In het hart van de renaissance
De tentoonstelling met vijfenveertig schilderijen, voornamelijk uit de Pinacoteca Tosio Martinengo (Brescia) in Rijksmuseum Twenthe te Enschede, begon met een prachtig Portret van een jonge man met fluit van Giovanni Giralomo Savoldo. Een schilderij dat een krachtige uitdrukking toont van het nieuwe mensbeeld dat zich in de vijftiende en zestiende eeuw ontwikkelde: dat van een zelfbewust individu en dat in de tentoonstelling centraal stond.
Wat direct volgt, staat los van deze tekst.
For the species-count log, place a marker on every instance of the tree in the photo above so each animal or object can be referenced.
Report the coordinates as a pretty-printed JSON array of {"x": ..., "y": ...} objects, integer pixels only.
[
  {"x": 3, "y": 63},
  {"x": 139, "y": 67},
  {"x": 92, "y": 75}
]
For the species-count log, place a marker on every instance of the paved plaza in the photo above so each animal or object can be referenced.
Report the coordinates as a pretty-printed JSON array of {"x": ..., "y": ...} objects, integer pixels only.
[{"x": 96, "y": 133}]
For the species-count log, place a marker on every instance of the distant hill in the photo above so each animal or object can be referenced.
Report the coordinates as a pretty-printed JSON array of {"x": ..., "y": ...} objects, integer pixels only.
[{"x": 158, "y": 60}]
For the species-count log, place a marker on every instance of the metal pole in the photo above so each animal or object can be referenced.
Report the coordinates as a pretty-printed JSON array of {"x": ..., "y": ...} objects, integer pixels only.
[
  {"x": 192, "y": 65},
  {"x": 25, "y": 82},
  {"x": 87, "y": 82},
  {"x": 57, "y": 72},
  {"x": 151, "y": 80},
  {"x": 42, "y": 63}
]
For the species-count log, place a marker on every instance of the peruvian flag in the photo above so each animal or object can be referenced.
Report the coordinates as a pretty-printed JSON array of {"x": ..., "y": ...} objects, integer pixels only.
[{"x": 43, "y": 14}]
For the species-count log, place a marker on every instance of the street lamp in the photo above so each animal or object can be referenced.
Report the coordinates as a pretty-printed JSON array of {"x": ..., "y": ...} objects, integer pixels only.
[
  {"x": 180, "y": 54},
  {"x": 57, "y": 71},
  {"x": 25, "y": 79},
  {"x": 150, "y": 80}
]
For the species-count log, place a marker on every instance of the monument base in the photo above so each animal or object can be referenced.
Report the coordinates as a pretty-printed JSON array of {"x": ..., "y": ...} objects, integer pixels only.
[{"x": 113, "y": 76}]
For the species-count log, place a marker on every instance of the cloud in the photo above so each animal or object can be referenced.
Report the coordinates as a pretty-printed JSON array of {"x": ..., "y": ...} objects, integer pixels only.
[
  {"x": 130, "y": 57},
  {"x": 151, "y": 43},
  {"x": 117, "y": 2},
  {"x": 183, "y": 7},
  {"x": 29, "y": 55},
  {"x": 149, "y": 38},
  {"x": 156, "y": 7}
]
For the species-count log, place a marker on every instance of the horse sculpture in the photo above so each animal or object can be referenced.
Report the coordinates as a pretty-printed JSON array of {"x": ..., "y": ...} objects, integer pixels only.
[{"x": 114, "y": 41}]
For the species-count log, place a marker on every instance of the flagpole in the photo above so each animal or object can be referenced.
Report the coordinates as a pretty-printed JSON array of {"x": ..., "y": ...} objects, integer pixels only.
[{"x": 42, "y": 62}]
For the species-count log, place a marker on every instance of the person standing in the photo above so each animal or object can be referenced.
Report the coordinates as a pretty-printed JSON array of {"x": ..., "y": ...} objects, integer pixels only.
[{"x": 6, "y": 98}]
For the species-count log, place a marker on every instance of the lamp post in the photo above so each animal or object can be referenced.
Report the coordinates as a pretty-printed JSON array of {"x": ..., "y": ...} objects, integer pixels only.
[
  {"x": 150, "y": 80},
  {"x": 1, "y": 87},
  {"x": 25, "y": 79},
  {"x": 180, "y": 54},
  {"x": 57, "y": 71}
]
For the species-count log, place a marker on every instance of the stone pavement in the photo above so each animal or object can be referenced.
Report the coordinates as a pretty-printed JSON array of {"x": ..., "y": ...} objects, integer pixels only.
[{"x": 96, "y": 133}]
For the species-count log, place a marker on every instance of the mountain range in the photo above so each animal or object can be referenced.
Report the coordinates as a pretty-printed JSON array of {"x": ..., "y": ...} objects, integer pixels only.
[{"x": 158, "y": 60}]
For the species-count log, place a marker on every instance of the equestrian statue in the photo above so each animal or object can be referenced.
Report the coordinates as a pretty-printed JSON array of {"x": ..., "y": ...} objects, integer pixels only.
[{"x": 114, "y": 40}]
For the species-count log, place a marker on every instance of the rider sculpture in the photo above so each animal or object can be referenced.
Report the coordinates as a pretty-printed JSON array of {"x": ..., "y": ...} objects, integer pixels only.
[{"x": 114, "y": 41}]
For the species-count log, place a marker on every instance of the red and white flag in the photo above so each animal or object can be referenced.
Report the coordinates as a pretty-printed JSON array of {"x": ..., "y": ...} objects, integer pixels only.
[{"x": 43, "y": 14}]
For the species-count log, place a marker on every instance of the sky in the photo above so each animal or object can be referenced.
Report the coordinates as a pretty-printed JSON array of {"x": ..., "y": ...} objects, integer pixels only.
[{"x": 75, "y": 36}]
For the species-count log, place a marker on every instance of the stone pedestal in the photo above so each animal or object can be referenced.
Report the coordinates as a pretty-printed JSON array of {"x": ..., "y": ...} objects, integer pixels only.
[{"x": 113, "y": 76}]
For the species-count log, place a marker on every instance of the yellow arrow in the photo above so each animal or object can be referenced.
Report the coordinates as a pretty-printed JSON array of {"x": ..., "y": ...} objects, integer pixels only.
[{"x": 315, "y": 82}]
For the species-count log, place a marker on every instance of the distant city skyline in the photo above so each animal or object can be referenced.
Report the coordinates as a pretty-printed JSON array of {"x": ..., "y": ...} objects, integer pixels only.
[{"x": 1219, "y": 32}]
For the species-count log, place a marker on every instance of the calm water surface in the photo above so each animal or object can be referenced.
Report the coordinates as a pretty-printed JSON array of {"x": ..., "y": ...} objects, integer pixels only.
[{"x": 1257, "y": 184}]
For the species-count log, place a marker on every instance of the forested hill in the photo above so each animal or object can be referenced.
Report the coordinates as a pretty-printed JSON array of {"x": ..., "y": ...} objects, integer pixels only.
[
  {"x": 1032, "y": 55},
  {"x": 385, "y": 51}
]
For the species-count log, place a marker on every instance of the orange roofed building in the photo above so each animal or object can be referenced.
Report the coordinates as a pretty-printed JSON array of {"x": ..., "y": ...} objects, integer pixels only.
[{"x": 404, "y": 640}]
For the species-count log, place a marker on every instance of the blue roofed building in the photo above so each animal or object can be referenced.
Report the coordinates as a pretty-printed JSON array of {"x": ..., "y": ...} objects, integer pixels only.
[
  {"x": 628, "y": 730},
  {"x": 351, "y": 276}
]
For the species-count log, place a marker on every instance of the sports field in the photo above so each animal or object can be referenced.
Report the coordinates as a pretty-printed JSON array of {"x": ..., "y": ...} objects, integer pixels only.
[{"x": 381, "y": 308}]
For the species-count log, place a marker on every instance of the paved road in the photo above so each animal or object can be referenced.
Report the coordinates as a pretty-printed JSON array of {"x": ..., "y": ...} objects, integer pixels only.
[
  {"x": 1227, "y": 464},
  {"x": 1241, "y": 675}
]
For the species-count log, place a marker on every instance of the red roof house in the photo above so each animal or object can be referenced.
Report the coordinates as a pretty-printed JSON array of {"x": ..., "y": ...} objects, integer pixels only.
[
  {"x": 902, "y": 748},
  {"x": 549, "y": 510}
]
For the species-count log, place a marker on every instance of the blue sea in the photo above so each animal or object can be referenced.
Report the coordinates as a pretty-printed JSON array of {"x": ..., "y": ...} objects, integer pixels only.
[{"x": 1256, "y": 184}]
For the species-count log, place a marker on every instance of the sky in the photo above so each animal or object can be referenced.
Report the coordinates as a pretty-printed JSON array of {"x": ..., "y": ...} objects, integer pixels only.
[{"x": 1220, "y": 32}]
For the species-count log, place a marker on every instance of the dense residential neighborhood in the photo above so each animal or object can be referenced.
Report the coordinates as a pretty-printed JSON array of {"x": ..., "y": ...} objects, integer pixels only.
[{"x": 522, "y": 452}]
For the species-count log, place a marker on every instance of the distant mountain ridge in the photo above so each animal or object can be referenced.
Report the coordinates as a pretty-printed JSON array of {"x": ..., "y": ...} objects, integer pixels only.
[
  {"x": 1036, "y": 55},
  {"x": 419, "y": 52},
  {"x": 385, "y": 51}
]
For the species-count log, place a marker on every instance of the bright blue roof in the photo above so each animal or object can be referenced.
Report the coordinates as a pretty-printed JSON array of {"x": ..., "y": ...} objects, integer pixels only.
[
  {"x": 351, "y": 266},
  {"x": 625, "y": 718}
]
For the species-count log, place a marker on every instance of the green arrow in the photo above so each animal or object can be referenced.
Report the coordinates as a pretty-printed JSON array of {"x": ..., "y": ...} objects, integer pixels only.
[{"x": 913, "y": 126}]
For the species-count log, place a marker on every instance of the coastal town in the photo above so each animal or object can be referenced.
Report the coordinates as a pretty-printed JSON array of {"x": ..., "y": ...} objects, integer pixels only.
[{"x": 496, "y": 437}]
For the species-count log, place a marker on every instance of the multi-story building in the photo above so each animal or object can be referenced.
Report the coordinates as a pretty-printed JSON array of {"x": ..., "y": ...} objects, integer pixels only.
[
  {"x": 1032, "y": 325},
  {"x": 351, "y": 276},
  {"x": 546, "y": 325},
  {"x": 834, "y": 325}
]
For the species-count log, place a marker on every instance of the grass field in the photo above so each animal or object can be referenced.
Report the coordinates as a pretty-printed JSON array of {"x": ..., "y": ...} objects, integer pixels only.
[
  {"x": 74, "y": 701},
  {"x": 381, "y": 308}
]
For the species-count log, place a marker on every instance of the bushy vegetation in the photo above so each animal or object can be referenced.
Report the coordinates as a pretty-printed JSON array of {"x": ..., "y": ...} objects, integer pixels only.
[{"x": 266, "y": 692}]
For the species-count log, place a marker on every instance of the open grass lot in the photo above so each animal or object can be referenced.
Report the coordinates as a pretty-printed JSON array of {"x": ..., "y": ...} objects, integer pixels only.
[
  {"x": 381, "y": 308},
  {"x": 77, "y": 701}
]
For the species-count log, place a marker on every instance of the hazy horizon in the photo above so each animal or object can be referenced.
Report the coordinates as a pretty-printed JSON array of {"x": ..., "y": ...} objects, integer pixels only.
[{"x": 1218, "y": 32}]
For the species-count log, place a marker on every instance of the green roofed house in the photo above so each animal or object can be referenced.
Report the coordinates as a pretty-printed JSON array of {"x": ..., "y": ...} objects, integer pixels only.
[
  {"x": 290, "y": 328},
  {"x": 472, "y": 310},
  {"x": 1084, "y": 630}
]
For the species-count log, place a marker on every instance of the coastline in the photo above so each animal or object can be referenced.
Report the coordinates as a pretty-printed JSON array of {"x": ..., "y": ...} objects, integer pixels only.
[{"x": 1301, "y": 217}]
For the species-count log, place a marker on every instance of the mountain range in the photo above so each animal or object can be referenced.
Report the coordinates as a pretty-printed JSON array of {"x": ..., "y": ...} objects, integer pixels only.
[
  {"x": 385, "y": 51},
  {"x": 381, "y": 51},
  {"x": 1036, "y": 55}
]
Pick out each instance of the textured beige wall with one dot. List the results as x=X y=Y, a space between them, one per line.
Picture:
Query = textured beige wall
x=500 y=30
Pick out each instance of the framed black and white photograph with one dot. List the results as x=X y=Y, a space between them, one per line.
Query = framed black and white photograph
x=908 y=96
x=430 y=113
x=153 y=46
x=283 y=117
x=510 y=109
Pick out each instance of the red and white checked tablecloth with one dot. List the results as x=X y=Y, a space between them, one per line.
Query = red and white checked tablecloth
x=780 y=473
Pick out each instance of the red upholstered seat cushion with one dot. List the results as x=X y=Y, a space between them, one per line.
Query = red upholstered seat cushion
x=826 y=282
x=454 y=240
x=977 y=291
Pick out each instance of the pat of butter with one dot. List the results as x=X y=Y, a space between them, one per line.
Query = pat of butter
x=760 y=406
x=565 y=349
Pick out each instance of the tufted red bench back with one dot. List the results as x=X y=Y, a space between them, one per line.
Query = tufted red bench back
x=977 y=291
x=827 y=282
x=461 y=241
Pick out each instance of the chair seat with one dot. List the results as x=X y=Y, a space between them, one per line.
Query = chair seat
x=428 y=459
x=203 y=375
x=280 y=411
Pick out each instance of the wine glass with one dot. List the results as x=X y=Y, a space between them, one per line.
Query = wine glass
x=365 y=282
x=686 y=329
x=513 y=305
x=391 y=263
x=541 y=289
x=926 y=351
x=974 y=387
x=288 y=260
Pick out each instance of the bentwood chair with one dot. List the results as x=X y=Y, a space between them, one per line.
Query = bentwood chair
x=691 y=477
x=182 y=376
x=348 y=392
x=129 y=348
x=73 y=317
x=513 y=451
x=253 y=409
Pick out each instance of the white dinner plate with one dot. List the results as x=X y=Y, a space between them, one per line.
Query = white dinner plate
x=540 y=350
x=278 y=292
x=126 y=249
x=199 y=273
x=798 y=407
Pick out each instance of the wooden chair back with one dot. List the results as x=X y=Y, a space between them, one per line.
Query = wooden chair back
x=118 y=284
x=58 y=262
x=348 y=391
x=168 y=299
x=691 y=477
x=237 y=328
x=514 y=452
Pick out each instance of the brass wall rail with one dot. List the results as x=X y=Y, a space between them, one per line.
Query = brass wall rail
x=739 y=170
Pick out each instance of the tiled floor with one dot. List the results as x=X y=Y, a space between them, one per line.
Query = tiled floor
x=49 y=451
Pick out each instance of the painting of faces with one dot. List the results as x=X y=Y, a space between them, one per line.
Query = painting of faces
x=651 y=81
Lees hier de recensie: http://8weekly.nl/recensie/nieuwe-lente-nieuw-geluid/

Hercules Segers
‘Zijn wonderbaarlijke berglandschappen en eindeloze vergezichten getuigen van een grenzeloze verbeeldingskracht. Als prentmaker was Segers een ware pionier. Voor zijn kleurige etsen ontwikkelde hij geheel eigen technieken. Hercules Segers heeft door de eeuwen heen vele kunstenaars en dichters gefascineerd en geïnspireerd. Rembrandt bezat maar liefst acht schilderijen van zijn hand. Van 7 oktober tot en met 8 januari 2017 waren in totaal 18 schilderijen en 110 afdrukken van 54 prenten te zien in het Rijksmuseum te Amsterdam.’ Een genot.

Matthijs Maris
Als middelste van de kunstenaarsbroers Maris werkte Matthijs grotendeels in Parijs en Londen. Zijn excentrieke levensstijl en zijn eigenzinnige schilderijen vormden een grote inspiratie voor jonge kunstenaars, onder wie Vincent van Gogh. Hoewel zijn werk internationaal geliefd was en zijn schilderijen zelfs een recordbedrag opbrachten in de handel, leidde hij uiteindelijk een kluizenaarsleven in zijn atelier. De tentoonstelling Matthijs Maris omvat 75 schilderijen, tekeningen en etsen. Omdat The Burrell Collection in Glasgow bij hoge uitzondering een belangrijke selectie werken van Maris uitleent, kan voor het eerst een compleet beeld van zijn oeuvre worden getoond.’ Wat fijn om daar kennis mee gemaakt te hebben!